How to find original contents in MAG for obgn-arxiv dataset?

418 views
Skip to first unread message

黄蔚然

unread,
Sep 15, 2020, 12:12:30 PM9/15/20
to Open Graph Benchmark
I just found this Google group, and I just sent an email to OGB team which I now think could be shared in this group.

TL;DR, I want the raw titles and abstracts instead of preprocessed feature vectors, but the MAG documentation is making me confused, so I need help. Below is the email:

Dear OGB team,

I am now trying to do some work on OGB datasets, and I really appreciate your great job. Currently I focus on the ogbn-arxiv dataset. 

I noticed that you obtain the feature vectors by simply averaging the embedding of each word in the titles and abstracts, and the embeddings are generated by skip-gram. It looks like a simple way to get features which could be inaccurate, and the results of MLP proves it. 

I am trying to figure out how the neighbors and a node itself affect the classification process, so I wonder which level can a model achieve when it only leverage the information of each nodes (i.e with no graph info). I am thinking of feeding the titles and abstracts to Bert and classify these papers and seeing what would happen. 

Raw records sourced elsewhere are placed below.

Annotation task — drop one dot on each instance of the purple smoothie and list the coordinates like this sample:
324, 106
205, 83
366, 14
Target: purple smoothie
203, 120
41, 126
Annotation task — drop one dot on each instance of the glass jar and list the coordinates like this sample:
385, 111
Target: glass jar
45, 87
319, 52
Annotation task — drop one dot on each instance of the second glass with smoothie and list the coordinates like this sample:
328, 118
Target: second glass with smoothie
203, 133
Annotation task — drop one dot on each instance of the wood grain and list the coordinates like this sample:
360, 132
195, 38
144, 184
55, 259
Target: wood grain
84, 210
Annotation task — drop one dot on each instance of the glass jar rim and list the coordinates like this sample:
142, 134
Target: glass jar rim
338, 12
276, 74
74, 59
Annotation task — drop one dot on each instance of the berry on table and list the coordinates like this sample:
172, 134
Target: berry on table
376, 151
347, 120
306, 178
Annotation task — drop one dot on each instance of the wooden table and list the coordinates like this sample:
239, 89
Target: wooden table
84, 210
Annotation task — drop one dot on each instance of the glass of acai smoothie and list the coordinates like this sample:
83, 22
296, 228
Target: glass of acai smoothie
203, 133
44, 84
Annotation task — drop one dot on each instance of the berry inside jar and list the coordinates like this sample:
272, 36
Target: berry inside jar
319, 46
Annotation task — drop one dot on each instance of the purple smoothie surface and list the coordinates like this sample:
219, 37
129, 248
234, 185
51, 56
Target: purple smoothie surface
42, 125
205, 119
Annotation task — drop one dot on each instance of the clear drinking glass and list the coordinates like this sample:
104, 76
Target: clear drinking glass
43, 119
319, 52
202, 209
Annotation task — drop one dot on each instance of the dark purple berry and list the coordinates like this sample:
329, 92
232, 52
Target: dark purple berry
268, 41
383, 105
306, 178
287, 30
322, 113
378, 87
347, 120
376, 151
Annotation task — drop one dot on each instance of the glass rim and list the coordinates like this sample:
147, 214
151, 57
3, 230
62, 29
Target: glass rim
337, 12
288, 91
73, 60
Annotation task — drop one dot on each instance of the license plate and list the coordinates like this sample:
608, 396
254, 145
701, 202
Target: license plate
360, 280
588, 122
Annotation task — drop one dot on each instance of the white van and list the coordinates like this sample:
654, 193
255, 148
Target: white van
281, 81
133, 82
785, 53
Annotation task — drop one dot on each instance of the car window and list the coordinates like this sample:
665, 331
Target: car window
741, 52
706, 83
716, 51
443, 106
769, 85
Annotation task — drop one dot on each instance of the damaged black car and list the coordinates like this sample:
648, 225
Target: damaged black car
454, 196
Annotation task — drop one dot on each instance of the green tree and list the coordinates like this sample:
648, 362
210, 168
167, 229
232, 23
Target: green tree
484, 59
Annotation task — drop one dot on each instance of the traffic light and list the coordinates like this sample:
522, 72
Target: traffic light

Thus, I now need the titles and abstracts of each paper in ogbn-arxiv dataset. After checking the MAG website I found it hard to fetch them, so I write this email to ask if you can help me with this. Besides, any advice on this will be also highly appreciated.

Thanks in advance.



Open Graph Benchmark

unread,
Sep 15, 2020, 6:58:41 PM9/15/20
to Open Graph Benchmark
Hi,

Here is what you can do:
2. map the Paper Ids in ogbn-arxiv with those in MAG to get their paper titles and abstracts. 

Best,
OGB Team

2020年9月15日火曜日 9:12:30 UTC-7 黄蔚然:

黄蔚然

unread,
Sep 16, 2020, 3:16:41 AM9/16/20
to Open Graph Benchmark
Thanks for your reply. But I am wondering if your team has the raw data that could share with us? It seems the Azure platform limits the transactions per day.

Weihua Hu

unread,
Sep 16, 2020, 3:30:54 AM9/16/20
to Open Graph Benchmark
It would be hard for us to prepare the additional data promptly, as our member is taking leave now. That's why we suggest you to fetch necessary information on your side. Thanks for your understanding.

Best,
Weihua

2020年9月16日水曜日 0:16:41 UTC-7 黄蔚然:

黄蔚然

unread,
Sep 17, 2020, 6:59:53 AM9/17/20
to Open Graph Benchmark
Dear Weihua,

I tried Azure, it really requires some effort to extract the info we need. I could sign up MAG for free, but it seems when I want to manipulate the dataset directly on Azure (since downloading ~200 GB data locally is hard) requires me to pay. Azure also set a limitation on the number of vCPUs, I need to contact the resource manager to increase my quota, etc. 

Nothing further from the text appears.